Sunday, June 14, 2009

Unemployment, Foreclosures and Homelessness

Foreclosures appear to be more related to unemployment than to the cost of mortgages. A paper last week posted the National Bureau of Economic Research argues that when it comes to foreclosure, how expensive homeowners’ mortgages mattered – but not as much as other factors.

The paper compares the impact of high debt to income ratios at the time the home was purchased to unemployment as a factor in foreclosures. The study found that ten percentage point increase in a household’s mortgage debt increases the chance of delinquency by 7% to 11%. A one percentage increase unemployment income ratio increases ups the odds to 10-20%.

The longer unemployment is high, the greater the chance of foreclosure.
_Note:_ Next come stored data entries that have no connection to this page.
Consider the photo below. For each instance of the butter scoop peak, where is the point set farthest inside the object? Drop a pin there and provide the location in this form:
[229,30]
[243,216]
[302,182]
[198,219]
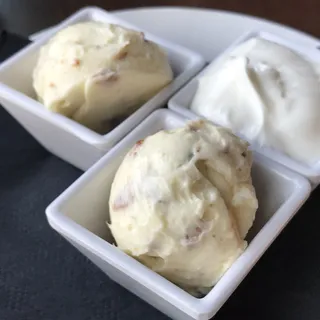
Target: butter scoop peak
[182,202]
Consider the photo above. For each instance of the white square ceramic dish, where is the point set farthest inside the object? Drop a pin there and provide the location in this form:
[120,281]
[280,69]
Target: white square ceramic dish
[181,101]
[80,213]
[65,138]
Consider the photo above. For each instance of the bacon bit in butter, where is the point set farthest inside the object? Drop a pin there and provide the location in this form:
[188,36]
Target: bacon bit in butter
[137,146]
[122,53]
[105,75]
[75,63]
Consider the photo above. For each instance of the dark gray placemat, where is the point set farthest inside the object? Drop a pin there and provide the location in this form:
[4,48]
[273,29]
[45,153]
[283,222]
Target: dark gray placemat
[44,277]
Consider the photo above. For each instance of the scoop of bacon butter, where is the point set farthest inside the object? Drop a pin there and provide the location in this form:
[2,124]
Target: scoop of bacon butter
[182,202]
[94,72]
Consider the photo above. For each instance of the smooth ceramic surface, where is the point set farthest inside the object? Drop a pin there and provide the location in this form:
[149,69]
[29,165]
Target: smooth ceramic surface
[64,137]
[81,212]
[181,101]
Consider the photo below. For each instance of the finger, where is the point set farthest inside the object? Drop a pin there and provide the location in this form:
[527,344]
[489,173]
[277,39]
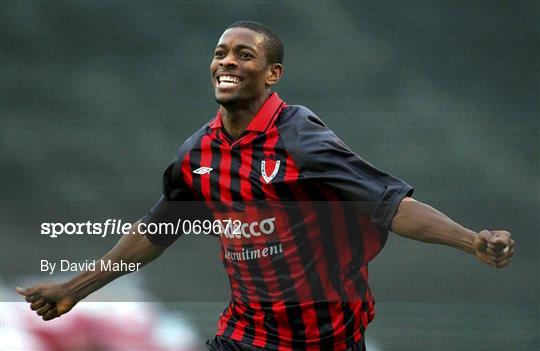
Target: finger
[32,298]
[51,314]
[494,253]
[503,263]
[501,237]
[38,304]
[44,309]
[25,292]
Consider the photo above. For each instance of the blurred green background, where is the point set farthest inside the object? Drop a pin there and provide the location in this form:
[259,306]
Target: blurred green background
[97,96]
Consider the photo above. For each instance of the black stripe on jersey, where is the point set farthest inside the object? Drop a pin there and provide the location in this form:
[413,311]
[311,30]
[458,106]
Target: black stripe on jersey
[215,162]
[256,193]
[304,251]
[238,204]
[323,209]
[195,160]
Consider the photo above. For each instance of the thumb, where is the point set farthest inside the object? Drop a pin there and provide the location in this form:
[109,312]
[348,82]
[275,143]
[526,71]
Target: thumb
[64,306]
[486,237]
[25,292]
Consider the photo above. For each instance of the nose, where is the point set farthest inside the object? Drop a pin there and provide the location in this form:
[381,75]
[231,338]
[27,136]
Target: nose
[228,61]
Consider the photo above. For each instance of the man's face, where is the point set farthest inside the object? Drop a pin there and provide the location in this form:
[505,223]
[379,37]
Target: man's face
[239,69]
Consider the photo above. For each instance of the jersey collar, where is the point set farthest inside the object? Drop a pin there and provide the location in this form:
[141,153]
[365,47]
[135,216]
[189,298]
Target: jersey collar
[262,119]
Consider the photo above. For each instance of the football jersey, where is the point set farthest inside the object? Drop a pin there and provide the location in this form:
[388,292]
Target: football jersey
[300,216]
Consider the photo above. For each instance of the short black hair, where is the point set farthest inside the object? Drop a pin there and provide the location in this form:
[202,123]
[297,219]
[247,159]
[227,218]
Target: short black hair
[272,44]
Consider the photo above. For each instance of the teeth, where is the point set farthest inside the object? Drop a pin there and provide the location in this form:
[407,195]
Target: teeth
[228,79]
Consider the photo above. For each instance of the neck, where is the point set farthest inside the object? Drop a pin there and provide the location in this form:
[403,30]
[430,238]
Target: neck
[237,117]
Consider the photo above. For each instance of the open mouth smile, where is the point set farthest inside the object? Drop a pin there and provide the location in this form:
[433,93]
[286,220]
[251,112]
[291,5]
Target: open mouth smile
[228,81]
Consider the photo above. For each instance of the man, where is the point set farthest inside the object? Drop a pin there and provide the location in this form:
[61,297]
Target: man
[310,214]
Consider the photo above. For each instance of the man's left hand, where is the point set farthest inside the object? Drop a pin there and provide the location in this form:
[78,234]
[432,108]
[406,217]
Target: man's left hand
[494,247]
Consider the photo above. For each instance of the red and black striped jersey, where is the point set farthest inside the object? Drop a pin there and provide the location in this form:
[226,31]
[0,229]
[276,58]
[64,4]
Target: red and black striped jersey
[307,215]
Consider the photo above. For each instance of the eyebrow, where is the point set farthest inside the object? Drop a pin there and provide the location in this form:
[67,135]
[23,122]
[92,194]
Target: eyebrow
[239,46]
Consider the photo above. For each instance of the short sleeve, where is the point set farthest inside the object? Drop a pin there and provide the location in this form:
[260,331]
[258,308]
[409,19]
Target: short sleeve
[325,159]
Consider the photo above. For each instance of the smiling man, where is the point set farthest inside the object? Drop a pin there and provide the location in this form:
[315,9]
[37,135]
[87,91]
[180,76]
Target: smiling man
[307,214]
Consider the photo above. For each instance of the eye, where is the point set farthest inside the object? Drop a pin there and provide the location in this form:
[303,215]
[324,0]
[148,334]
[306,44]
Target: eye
[245,55]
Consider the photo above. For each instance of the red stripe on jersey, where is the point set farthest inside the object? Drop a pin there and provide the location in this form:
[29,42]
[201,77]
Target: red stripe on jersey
[206,158]
[246,193]
[225,175]
[186,171]
[309,316]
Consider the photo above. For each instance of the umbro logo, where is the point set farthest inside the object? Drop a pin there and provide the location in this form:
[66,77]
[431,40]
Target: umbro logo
[203,170]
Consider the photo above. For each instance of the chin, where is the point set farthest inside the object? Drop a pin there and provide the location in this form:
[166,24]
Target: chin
[227,100]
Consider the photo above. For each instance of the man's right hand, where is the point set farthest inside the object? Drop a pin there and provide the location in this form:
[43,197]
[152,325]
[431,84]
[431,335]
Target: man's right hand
[49,300]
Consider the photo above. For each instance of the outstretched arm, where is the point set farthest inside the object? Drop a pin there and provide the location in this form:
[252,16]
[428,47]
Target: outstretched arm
[419,221]
[51,300]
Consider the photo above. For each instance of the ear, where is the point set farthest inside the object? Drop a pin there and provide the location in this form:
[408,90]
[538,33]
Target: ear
[274,73]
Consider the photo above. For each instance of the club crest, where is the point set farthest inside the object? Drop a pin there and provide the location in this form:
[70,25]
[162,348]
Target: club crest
[271,166]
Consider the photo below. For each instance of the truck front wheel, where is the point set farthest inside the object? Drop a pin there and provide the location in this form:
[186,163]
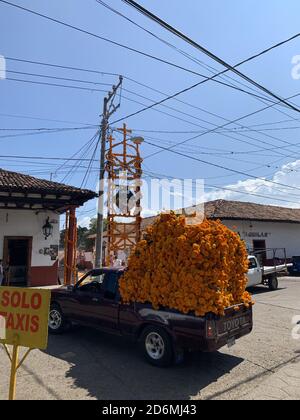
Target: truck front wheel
[273,283]
[157,346]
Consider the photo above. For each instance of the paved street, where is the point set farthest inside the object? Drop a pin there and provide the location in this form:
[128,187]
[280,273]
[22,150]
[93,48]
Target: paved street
[84,364]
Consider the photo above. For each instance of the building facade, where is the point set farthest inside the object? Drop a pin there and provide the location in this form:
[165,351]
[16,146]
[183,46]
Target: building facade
[30,211]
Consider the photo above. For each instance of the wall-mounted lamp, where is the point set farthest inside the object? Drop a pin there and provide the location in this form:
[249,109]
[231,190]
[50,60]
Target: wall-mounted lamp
[47,229]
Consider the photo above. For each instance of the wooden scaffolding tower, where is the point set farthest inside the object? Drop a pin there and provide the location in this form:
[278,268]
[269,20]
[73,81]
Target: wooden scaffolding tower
[124,172]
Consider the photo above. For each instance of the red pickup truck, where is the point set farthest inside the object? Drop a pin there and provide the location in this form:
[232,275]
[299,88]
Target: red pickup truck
[164,334]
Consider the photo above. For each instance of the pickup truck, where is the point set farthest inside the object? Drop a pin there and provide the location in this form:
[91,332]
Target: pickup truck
[164,335]
[267,275]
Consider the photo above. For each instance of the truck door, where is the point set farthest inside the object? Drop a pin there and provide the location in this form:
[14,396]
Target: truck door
[96,304]
[254,272]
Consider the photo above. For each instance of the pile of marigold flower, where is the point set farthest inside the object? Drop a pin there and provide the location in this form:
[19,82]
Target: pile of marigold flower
[192,268]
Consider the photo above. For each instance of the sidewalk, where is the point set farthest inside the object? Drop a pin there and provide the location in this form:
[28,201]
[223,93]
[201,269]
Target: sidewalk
[282,385]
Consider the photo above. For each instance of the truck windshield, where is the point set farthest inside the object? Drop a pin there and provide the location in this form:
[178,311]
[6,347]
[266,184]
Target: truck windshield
[93,278]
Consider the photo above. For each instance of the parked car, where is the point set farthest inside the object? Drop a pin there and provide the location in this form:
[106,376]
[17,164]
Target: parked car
[265,275]
[294,269]
[164,335]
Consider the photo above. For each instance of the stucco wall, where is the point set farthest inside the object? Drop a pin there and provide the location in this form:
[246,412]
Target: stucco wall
[276,235]
[28,223]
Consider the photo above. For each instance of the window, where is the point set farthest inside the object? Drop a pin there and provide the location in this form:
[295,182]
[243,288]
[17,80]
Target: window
[111,285]
[252,263]
[92,281]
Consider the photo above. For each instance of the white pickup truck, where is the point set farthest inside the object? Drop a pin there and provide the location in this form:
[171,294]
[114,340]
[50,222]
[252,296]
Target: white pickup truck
[266,275]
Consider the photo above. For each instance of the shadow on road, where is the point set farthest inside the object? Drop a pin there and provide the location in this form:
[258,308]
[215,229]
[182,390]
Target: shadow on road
[259,290]
[110,367]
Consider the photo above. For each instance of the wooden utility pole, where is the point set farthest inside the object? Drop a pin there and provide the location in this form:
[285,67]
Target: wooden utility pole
[123,201]
[108,109]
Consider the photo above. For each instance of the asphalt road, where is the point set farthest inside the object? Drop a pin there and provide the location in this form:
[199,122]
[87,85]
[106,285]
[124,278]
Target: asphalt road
[85,364]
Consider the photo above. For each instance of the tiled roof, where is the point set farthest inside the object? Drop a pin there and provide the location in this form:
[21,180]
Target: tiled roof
[239,210]
[16,182]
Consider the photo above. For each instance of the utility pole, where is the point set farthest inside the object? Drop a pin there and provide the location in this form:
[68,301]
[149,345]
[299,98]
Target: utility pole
[108,109]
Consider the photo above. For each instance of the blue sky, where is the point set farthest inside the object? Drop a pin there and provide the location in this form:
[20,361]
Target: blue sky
[233,30]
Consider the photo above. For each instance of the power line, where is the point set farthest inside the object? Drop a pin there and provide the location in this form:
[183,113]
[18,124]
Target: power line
[222,126]
[185,54]
[151,56]
[149,87]
[214,57]
[100,37]
[42,119]
[181,119]
[220,166]
[236,191]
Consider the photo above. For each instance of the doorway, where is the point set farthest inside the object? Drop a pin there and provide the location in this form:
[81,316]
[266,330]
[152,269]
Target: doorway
[259,250]
[17,260]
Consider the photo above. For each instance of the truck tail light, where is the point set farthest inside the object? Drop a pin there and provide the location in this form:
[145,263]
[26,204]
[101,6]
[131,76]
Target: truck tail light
[210,329]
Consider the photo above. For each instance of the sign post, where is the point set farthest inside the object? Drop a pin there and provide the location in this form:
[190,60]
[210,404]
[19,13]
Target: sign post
[24,317]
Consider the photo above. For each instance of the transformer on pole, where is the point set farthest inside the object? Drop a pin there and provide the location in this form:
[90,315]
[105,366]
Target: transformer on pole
[124,172]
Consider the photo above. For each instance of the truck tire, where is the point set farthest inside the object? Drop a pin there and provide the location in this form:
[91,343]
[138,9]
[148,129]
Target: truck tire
[273,283]
[157,346]
[57,322]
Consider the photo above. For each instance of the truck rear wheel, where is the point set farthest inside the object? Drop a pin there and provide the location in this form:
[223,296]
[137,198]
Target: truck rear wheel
[157,346]
[273,283]
[56,323]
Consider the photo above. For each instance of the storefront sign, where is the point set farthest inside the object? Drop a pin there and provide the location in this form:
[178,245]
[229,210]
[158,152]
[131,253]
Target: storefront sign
[256,234]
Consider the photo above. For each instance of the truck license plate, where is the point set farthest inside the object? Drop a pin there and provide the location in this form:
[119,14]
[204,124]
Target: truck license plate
[231,342]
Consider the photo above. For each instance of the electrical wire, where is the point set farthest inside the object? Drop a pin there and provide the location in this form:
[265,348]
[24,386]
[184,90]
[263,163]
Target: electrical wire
[214,57]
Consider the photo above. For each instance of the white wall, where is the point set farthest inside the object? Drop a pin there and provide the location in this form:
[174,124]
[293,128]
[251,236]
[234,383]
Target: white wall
[28,223]
[276,235]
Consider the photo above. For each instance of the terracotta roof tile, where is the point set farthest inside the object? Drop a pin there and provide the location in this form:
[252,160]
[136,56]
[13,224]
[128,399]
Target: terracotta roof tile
[240,210]
[17,182]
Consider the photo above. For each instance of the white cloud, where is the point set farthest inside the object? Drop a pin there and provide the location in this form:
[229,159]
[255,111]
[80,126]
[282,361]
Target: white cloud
[265,192]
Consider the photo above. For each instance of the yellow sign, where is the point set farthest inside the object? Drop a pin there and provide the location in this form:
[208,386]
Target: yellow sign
[24,317]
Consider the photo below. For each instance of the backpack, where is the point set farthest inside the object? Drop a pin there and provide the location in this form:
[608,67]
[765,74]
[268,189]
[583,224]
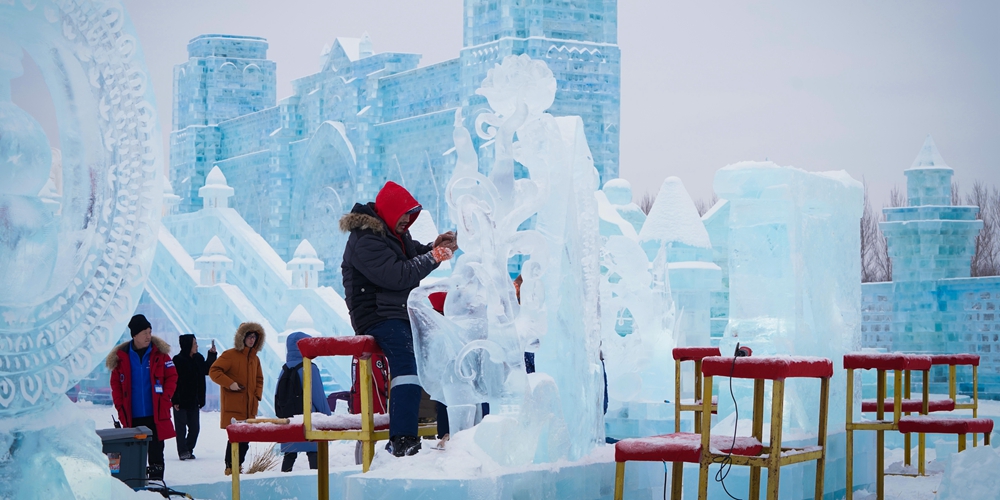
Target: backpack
[380,385]
[288,392]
Although we may have reached the bottom of this recession, foreclosures could continue to rise since unemployment is generally a lagging indicator.
We may not have seen the worst of it yet.

The ultimate lagging indicator may be homelessness. I have been unable to find research relating changes in unemployment and foreclosures on homelessness. However, it seems logical that the toxic combination of high unemployment and foreclosures could drive those at the margin into homelessness.

“What do these findings suggest for foreclosure-reduction policy?” the economists write. “One suggestion would be to focus a program on the effects of income volatility, helping people who lose their jobs get through difficult periods without having to leave their homes.”

We need to reexamine the safety net to meet this challenge.